Keyboard shortcuts

Press or to navigate between chapters

Press S or / to search in the book

Press ? to show this help

Press Esc to hide this help

Compaction

What it is

Compaction keeps reads predictable as data grows. Instead of editing files in place, SnelDB periodically merges small, freshly-flushed segments into larger, cleaner ones. This reduces file count, tightens zone metadata, and improves pruning—without touching the logical history of events.

Why it matters

  • Fewer segments → fewer seeks and better cache behavior.
  • Larger, well-formed zones → more “skip work” during queries.
  • Stable tail latencies as ingestion continues day after day.

How it runs (big picture)

  • One background task per process coordinates compaction across shards with a global concurrency limit (configurable). Shards are compacted concurrently up to the limit; within a shard, work runs serially.
  • Periodically checks system IO pressure; if the system is busy, it skips.
  • Uses a policy to plan compaction (k-way by uid, multi-level); if the policy yields plans, a worker runs them and publishes new segments atomically.
  • Plans are grouped by shared input segments to enable efficient multi-UID compaction in a single pass.

Shard-local by design

Each shard compacts its own segments. This keeps the work isolated, prevents cross-shard coordination, and preserves the “all events for a context live together” property.

When it triggers

  • Only if the k-way policy finds any merge plans for the shard (no threshold counter anymore).
  • Skips entirely if IO pressure is high to avoid hurting foreground work.

Safety & correctness

  • Segments are immutable; compaction writes new files and then swaps pointers in one step.
  • If a run fails, nothing is partially applied; the old segments remain authoritative.
  • Reads continue throughout—queries see either the old set or the new set, never a half state.
  • Replay order and event immutability are unaffected.

Resource awareness

  • The loop samples system state (disks/IO) before running.
  • Under pressure, the compactor yields to ingestion and queries.
  • This protects P99 read latencies and avoids “compaction storms.”

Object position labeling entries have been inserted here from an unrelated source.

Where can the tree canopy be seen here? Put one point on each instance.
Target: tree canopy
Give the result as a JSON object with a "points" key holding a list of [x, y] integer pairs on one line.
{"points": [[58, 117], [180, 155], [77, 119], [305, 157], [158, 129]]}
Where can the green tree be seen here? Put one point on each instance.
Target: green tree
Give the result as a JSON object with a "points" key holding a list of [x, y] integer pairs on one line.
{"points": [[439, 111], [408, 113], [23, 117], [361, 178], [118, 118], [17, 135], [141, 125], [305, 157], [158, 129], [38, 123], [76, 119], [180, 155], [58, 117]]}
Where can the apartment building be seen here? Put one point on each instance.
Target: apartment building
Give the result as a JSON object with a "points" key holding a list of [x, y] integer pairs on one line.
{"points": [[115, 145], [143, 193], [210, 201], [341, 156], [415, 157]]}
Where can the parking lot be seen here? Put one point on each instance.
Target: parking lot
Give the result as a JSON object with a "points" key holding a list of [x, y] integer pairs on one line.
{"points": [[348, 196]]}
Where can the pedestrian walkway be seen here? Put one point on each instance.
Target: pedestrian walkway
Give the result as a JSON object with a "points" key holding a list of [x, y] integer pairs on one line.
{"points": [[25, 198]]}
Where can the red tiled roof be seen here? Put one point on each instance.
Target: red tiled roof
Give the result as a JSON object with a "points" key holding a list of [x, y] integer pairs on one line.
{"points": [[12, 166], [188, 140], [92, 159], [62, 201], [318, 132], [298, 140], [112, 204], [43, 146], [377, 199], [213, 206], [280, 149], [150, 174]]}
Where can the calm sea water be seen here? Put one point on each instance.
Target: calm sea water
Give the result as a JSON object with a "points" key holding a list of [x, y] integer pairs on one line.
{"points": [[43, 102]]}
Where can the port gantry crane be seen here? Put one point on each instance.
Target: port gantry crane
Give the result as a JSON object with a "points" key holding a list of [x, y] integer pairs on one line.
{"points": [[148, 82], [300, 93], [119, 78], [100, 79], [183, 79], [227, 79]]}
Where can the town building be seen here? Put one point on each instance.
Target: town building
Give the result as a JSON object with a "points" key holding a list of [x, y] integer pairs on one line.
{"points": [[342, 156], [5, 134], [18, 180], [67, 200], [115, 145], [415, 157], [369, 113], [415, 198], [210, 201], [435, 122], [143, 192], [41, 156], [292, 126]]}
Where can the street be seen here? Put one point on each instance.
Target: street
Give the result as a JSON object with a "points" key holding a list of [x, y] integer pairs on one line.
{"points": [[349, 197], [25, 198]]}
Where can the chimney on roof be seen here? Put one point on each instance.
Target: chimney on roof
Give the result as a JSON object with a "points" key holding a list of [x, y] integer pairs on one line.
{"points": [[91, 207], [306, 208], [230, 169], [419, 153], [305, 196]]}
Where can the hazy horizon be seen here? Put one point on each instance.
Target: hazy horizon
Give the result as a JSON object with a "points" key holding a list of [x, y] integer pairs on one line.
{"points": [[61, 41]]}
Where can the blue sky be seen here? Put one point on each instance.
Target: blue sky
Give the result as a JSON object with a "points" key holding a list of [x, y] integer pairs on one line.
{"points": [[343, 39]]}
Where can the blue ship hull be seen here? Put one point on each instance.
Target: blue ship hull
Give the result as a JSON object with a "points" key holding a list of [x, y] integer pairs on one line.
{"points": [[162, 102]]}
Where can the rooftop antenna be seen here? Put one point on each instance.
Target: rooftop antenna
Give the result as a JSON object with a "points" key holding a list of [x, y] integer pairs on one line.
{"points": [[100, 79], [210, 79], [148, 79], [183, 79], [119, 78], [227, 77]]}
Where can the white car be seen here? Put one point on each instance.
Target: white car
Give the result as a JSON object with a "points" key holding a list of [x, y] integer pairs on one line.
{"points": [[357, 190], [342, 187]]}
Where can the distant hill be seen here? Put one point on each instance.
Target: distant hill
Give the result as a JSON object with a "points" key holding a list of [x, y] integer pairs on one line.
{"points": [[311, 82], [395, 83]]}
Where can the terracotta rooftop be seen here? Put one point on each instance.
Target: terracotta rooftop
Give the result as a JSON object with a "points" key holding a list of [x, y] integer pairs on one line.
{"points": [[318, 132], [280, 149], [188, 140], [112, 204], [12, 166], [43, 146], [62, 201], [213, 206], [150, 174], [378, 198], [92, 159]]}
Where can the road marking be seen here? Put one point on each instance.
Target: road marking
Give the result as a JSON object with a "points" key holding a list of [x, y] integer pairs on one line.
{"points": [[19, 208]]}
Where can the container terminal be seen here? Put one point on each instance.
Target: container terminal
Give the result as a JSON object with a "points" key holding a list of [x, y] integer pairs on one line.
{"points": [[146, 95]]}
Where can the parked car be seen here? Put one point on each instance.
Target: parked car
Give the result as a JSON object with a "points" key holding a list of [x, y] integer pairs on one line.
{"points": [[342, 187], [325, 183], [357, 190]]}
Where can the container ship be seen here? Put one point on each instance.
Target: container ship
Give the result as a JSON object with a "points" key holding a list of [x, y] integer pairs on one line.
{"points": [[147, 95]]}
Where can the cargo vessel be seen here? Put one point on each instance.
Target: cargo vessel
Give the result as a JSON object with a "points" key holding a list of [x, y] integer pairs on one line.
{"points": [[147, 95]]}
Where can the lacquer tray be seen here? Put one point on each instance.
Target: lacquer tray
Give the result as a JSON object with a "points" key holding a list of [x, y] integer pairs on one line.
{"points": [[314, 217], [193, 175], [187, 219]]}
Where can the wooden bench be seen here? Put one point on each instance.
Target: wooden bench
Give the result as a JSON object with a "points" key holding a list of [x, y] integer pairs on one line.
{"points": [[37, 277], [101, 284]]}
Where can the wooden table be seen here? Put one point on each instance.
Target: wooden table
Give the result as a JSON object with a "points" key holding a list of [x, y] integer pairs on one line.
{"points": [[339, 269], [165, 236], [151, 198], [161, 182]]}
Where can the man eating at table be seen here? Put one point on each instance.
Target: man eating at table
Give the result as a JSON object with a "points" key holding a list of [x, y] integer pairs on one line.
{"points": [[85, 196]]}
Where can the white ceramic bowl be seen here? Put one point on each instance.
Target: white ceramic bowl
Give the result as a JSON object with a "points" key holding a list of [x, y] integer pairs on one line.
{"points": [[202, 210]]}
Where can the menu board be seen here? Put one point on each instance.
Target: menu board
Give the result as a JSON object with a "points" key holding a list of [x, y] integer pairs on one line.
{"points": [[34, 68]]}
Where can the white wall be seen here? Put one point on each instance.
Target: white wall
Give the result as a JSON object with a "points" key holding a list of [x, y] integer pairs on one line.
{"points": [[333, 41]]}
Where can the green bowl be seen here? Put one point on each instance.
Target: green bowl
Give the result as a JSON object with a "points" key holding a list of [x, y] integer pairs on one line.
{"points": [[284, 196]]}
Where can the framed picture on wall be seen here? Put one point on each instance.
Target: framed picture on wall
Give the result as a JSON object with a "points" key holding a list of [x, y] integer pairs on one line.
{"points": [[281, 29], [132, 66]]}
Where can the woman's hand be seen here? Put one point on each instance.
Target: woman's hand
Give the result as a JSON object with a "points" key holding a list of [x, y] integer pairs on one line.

What the worker does (conceptually)

  • Groups segments by UID and level, then chunks them into batches of size k (config).
  • For each batch, processes all UIDs from the same input segments together in a single pass (multi-UID compaction).
  • Performs k-way merges of events sorted by context_id for each UID.
  • Rebuilds zones at a level-aware target size: events_per_zone * fill_factor * (level+1).
  • Emits new segments at the next level (L0→L1, L1→L2, etc.) with correct naming, updates the segment index, and removes inputs from the index.
  • Leftover segments (those that don’t form a complete batch of k) accumulate across cycles rather than being force-compacted immediately.

Operator knobs

  • segments_per_merge: number of segments to merge per output batch (applies to all levels).
  • compaction_max_shard_concurrency: max shards compacted simultaneously (default 1 = serial across shards).
  • sys_io_threshold (and related IO heuristics): how conservative to be under load.
  • events_per_zone and fill_factor: base and multiplier for zone sizing; higher levels multiply by (level+1).

Leftover handling

  • Segments that don’t form a complete batch of k are left to accumulate across compaction cycles.
  • When accumulated leftovers reach a threshold of approximately (k * 2) / 3, they are force-compacted to prevent indefinite accumulation.
  • This less aggressive approach reduces compaction overhead while still maintaining predictable read performance.

Invariants

  • No in-place mutation; only append/replace at the segment set level.
  • Queries stay available and correct while compaction runs.
  • Failures are contained to the background task; foreground paths remain healthy.
  • Multi-UID compaction ensures all UIDs from shared input segments are written to a single output segment, maintaining data locality.
  • Atomic segment index updates ensure consistency: output segments are verified to exist before the index is updated.

What this page is not

  • A file-format spec or merge algorithm walkthrough.
  • A policy recipe for every workload. The defaults aim for good general behavior; heavy write or read-mostly deployments may tune the thresholds differently.